Wie ist es eigentlich, als Mann bei einem Frauenmagazin?
- Text: Frank Heer
Reporter und Redaktor Frank Heer erzählt, wie es als Mann ist, beim Frauenmagazin annabelle zu arbeiten.
Fantastisch. Meine Anstellung bei der Zeitschrift, die Sie gerade in den Händen halten, hat aus mir einen besseren Menschen gemacht. Ich bin heute klüger, entspannter, bedachter, freier, taktvoller und zufriedener, als ich es jemals war. Und ich kleide mich besser (auch das ist eine menschliche Qualität!).
Früher war ich Kulturredaktor bei einem Schweizer Nachrichtenmagazin, das von Männern gesteuert und kommandiert wurde, die sich in ihren Rollen gefielen. Natürlich gab es auch ein paar Frauen, doch die müssen sich wie auf einer Ölplattform in der Nordsee gefühlt haben. Als die Bohrinsel wegen fehlender Visionen sank, rettete ich mich mit einem Sprung ins Wasser und bewarb mich als Reporter bei annabelle. Eine Zeitschrift, die ich noch nie im Leben aufgeschlagen hatte. Trotzdem bekam ich die Stelle. Erst viel später habe ich den ausschlaggebenden Grund dafür erfahren: weil man mich netter fand als meinen Mitbewerber. Hm. Da hatte ich mir etwas auf mein Handwerk eingebildet, nur um festzustellen, dass Nettigkeit ein Kriterium ist. Hatte ich auf der Bohrinsel ganz vergessen.

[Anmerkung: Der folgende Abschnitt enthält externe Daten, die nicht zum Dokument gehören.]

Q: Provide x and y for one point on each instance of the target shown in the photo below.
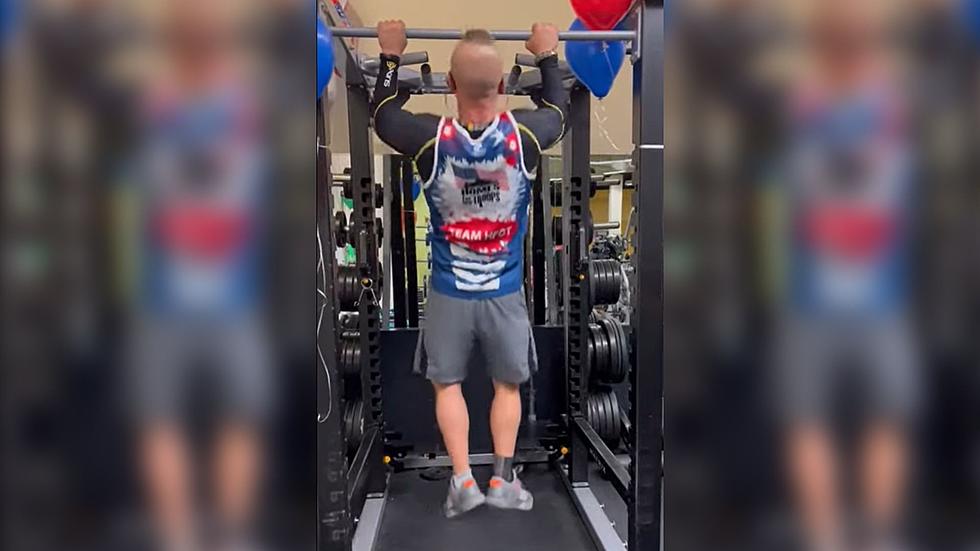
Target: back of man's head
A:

In der Tat fühlten sich die ersten Monate bei annabelle sehr flauschig an. Ich sass an meinem Pult, strich mir übers Kinn und dachte: Wie schön. Alle so hübsch angezogen. Alle so freundlich und wohlriechend. Kein zynisches Arschloch und keine anderen natürlichen Feinde weit und breit. Klar, man gewöhnt sich an alles, selbst ans Paradies. Das hat auch Vorteile. Mit der Zeit verschluckte ich mich zum Beispiel nicht mehr jedes Mal, wenn meine neuen Freundinnen beim Mittagessen Frauenquote, Waffeninitiative oder Kinderbetreuung im selben Atemzug diskutierten wie Menopause oder Intimrasur. Irgendwann war ich einfach eine von ihnen.

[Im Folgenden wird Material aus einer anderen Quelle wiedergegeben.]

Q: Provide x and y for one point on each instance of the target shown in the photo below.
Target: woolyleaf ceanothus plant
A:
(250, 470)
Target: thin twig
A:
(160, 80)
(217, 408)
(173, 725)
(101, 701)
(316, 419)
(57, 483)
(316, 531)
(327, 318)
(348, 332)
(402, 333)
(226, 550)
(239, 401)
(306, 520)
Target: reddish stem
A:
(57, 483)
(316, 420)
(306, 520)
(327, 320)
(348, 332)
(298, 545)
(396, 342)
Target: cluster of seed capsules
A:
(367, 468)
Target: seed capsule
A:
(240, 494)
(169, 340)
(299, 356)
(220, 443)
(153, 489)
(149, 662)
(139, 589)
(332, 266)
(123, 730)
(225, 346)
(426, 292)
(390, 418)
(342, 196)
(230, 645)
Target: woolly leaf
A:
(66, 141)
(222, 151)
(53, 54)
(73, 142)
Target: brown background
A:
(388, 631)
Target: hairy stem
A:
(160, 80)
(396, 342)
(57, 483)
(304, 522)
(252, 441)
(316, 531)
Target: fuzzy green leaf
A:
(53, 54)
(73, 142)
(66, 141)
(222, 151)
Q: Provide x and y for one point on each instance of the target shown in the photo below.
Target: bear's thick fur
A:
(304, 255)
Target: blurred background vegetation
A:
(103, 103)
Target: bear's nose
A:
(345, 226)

Doch selbst ein Wolf im Schafpelz muss wissen, dass er unter ständiger Beobachtung steht. Im Unterschied zur Quotenfrau auf der Ölplattform merkt ein Mann auf einer Frauenredaktion nämlich nicht, dass er gemustert wird. Vielleicht liegt es daran, dass Frauen ihr Augenmerk auf so seltsame Dinge wie Unterarme, Fingernägel oder Knopflöcher richten. Dinge also, die Männern als unwichtig erscheinen. Und sie legen Wert auf Ritterlichkeit: Tür aufhalten, Vortritt zum Lift gestatten, Komplimente machen. So wurde aus mir nicht nur ein besserer Mensch, sondern auch ein besserer Mann. Nicht weil ich anfing, mich besser anzuziehen (das kann jeder), sondern weil ich lernte, ein Gentleman zu sein.
Als mir die Reportagechefin offenbarte, «du schreibst jetzt viel besser als früher», war ich mir erst nicht sicher, ob ich mich gekränkt oder gebauchpinselt fühlen musste. Ich verglich meine alten Texte mit neueren Arbeiten – und tatsächlich, da war etwas passiert. Ich schrieb nun nicht mehr wie ein kleiner Matrose, der in Worte fasst, was in der Führungskabine der Ölplattform beschlossen wird, sondern wie ein denkender Mensch. So wurde aus mir nicht nur ein besserer Mann, sondern auch ein besserer Journalist. Warum? Weil der Arbeitsplatz meinen Horizont erweiterte. Und weil ich das Privileg geniesse, mit den besten, leidenschaftlichsten, befugtesten und visionärsten Profis – Frauen wie Männer! – alle zwei Wochen ein Magazin von Weltklasse auf die Beine zu stellen. Unsere GrafikerInnen, ProduzentInnen, KolumnistInnen, VerlagsmitarbeiterInnen, RezensentInnen, RedaktorInnen, JournalistInnen, FotografInnen, ReporterInnen, SekretärInnen und KorrektorInnen bilden das Team, von dem Verleger träumen. Hätte diese Crew die Ölplattform gekapert, gäbe es sie womöglich heute noch. Frauen machen nun mal den Unterschied.